父は順調にボケて来ている。昨日はお茶をいれたコップを渡すと、しばらくコップを見つめたあと飲み方を聞いた。認知症はどんどん進行しているが、性格は変わらない。
父は元々のわがままで自己中心的な性格がボケてもっとひどくなった。穏やかな時もあるが、突然変わるので油断できない。スタッフも父のような性格の人の世話はさぞかしいやだろうなあ、と同情する。
夜行きたいのはやまやまだが、今日はわいわい広場なので朝一緒に行くことにした。夕方また行くのは疲れる、というよりも一日2回というパターンを作りたくない。だから夜は来ませんがお願いします、何かあったら来ますとスタッフに頼んで、この前サンノゼを出る前に作ったアルバムも置いて帰ることにした。
今紙のアルバムは 探すのがむずかしい |
わいわい広場でも父は一番でありたい、と思っているのがわかる。今日は玉入れだったがこんなゲームですら『負けたくない』と思っているのが手に取るようにわかるのだ。玉入れのあとは、玉を天井に向けて投げるという運動だった。女性の中には『このホームにいるのは何故?』というような入居者もいる。天井に玉が軽々と届く。
投げ上げるのは これが限度 |
どうしてこんな性格になったのだろう。親がどんな育て方をしたのだろう、と考えていたら、ちょうどダライ・ラマのインタビュー記事が目に入った。幸せになるにはどうしたらいいか、と質問者が聞く。ダライ・ラマが微笑みながら言う。
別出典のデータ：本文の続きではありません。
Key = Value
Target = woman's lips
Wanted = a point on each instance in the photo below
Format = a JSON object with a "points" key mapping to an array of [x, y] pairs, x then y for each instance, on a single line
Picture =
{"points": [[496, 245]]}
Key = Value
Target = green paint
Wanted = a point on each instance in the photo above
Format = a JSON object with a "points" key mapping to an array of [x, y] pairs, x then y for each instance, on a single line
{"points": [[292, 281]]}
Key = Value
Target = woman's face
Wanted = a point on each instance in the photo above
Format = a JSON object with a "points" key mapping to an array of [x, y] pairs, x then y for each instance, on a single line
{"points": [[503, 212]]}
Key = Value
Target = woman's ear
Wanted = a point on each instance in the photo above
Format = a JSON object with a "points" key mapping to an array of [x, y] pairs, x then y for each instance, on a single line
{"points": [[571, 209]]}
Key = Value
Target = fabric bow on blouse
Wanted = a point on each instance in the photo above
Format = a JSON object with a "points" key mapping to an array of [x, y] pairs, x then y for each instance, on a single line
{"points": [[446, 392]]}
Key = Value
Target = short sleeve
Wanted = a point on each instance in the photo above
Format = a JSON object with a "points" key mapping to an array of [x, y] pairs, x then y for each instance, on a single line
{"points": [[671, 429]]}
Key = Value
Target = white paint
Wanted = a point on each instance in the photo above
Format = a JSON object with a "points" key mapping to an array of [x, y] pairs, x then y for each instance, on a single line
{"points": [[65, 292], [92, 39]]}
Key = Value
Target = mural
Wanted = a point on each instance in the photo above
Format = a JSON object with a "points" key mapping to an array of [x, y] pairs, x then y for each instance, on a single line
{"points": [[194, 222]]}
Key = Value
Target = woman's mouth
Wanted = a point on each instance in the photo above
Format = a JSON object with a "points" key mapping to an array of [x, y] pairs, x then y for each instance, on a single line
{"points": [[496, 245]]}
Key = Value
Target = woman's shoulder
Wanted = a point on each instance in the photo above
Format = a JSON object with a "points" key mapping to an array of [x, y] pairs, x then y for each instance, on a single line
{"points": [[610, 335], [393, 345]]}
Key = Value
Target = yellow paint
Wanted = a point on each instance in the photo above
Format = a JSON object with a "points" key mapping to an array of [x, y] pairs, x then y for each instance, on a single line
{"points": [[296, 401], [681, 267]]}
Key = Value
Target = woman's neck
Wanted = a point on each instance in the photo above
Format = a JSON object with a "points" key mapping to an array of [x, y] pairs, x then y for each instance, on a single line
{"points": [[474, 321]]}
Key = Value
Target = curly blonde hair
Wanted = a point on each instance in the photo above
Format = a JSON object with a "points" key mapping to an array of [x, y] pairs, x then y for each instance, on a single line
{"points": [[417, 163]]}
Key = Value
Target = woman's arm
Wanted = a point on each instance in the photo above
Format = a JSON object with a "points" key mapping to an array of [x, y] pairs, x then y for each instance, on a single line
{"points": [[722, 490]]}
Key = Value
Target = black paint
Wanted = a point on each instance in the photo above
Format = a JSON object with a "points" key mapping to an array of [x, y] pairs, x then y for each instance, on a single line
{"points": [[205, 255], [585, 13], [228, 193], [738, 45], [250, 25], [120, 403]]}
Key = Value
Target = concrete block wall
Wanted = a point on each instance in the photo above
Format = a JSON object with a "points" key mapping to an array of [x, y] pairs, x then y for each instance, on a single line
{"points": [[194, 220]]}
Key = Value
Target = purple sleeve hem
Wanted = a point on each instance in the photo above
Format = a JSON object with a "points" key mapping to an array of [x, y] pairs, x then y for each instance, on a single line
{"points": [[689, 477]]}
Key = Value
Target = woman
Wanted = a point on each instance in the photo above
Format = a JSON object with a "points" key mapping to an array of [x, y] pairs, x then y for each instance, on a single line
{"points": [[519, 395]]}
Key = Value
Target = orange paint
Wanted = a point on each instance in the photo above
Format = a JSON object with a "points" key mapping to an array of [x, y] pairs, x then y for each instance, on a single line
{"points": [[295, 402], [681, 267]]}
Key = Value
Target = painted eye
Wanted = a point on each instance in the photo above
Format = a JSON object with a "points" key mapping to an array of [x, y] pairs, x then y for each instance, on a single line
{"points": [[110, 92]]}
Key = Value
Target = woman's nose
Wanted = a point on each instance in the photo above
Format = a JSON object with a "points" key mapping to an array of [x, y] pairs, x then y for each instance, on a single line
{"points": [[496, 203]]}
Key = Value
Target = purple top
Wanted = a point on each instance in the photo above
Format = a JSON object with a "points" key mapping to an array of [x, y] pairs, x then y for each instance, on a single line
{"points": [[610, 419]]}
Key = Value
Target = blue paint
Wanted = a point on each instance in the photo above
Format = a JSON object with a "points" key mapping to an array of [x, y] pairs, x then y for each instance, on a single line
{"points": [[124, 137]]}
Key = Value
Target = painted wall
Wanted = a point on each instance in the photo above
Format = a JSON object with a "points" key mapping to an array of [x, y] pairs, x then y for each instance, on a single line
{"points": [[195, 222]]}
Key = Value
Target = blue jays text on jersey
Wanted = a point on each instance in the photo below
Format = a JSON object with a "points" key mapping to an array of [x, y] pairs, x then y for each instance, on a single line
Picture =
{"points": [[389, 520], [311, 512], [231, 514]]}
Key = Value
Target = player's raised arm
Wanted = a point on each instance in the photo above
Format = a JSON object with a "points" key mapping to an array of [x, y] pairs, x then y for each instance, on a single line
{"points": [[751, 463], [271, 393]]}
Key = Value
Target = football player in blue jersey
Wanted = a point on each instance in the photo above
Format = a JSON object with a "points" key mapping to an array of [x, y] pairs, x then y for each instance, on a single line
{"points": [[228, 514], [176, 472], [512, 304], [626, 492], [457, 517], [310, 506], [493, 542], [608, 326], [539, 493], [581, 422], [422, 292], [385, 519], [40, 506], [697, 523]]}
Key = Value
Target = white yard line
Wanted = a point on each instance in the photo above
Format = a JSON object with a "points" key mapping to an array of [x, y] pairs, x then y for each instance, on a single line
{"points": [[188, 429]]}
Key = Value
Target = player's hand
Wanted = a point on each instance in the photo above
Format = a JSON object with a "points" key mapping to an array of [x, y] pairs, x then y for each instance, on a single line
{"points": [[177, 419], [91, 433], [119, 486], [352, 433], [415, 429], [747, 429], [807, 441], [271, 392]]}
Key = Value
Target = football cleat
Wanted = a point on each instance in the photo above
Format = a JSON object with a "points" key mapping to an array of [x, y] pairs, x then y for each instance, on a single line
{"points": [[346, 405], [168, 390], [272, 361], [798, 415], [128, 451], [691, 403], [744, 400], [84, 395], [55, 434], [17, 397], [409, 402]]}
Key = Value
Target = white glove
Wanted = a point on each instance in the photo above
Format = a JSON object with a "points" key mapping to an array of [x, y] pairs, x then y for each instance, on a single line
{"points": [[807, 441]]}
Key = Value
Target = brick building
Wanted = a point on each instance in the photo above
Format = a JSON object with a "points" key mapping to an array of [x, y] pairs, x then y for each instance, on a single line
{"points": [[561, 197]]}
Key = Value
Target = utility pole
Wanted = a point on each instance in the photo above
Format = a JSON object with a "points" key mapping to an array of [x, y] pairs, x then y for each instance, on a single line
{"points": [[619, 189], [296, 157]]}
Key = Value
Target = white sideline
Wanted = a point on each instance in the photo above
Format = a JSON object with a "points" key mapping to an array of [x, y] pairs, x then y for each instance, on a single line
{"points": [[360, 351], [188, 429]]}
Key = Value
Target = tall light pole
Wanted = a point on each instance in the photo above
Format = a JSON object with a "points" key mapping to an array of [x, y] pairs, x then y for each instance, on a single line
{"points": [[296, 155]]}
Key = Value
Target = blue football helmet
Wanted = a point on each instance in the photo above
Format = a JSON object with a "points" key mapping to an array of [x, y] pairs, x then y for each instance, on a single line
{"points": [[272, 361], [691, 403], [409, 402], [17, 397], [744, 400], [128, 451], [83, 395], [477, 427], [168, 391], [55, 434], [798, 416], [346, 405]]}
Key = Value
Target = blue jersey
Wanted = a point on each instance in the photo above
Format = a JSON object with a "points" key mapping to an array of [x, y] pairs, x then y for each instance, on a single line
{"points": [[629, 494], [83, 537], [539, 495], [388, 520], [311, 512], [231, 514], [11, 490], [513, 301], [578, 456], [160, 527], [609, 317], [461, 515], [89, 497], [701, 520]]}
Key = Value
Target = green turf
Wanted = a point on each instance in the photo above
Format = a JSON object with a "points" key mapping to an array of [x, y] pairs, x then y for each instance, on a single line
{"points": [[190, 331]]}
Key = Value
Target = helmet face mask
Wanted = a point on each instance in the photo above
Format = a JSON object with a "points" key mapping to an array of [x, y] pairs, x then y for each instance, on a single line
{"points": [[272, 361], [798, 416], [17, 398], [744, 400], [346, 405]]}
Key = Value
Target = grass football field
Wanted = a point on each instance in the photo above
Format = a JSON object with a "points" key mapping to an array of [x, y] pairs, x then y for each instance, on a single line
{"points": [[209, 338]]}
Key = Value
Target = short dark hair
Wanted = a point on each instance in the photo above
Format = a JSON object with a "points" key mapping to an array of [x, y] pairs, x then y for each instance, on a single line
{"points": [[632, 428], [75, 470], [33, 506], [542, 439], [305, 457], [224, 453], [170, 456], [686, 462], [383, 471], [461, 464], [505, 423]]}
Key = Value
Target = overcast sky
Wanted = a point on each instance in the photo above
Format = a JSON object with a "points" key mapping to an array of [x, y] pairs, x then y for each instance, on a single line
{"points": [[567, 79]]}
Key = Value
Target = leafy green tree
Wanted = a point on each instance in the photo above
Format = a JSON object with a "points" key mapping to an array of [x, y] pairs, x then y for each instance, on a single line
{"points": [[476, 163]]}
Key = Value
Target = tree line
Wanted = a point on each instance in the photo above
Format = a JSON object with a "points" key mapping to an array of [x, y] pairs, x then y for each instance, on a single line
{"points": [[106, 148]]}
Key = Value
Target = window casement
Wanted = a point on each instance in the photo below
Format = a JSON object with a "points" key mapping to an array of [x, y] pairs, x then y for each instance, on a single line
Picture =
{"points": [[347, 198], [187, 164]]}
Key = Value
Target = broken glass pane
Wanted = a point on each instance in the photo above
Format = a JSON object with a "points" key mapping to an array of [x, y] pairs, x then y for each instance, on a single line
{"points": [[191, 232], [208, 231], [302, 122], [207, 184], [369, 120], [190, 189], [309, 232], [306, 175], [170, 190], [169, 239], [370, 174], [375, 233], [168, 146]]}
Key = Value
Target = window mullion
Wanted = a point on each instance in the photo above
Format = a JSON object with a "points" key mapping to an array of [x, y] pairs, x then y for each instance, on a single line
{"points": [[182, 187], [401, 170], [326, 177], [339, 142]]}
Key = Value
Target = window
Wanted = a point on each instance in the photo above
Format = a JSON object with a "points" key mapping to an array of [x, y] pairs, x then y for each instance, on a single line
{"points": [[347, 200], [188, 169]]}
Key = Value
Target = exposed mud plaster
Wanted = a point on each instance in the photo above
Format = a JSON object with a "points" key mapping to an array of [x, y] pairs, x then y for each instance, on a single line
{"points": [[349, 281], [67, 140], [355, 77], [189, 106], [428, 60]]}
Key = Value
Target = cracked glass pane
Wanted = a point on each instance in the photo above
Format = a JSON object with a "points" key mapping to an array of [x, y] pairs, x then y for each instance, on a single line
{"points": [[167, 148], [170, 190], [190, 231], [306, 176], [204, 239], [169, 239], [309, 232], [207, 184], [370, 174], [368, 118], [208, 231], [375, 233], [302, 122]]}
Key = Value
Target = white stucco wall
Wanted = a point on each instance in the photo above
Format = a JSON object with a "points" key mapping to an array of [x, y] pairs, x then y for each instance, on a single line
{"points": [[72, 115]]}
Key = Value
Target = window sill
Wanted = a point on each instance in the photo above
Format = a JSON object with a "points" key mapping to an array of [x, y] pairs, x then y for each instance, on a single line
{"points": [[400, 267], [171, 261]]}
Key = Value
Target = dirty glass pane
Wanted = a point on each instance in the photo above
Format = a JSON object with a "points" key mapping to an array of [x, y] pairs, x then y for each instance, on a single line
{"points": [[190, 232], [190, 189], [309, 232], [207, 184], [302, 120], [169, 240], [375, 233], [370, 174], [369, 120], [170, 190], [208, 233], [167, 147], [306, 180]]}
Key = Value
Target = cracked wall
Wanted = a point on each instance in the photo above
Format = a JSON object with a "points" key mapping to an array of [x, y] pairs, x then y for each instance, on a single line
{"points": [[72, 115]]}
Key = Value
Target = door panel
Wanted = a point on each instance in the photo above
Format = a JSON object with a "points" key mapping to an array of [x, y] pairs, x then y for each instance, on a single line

『幸せになるためには心の平安と充足感を持つこと。それは愛と思いやりから生まれる。小さい時のことを思い出してください。お母さんからあふれんばかりの愛情を受けましたね。その時幸せだったでしょう。それは自分と人との関係に心が平安になっているからです。人に対して優しい心を持つ事が、自分の充足につながるのです。』というようなものだった。
父はもしかして、親からあふれんばかりの愛情を受けていなかったのかもしれない。祖母は淡々とした人だった。一人息子である父に対して愛情はあったのだろうが、それを表現することもなかったのだろう。父の人生に心の平安や充足感で幸せだった時というのはあったのだろうか。
などと考えながら、自分の心の平安と充足感について考えたりした。今は息子たちが家にいるので、まあそれなりの充足感がある。ショッピングも楽しい。インテリアデザインに関しては小さい頃からの趣味だったので、考えたりリサーチをしたり写真を見るだけで幸せ感がある。
が、近いうちに息子たちも家を出る。年齢を重ねてショッピングも楽しめない時が来るだろう。インテリアに注ぐエネルギーも枯渇してくるだろう。そんな時充足感をもたらしてくれるのは、友人との楽しい時間ではないだろうか。つまり、人に対して優しい心を持ち友人を大切にして、ひいては自分の充足につなげないといけないのだろう。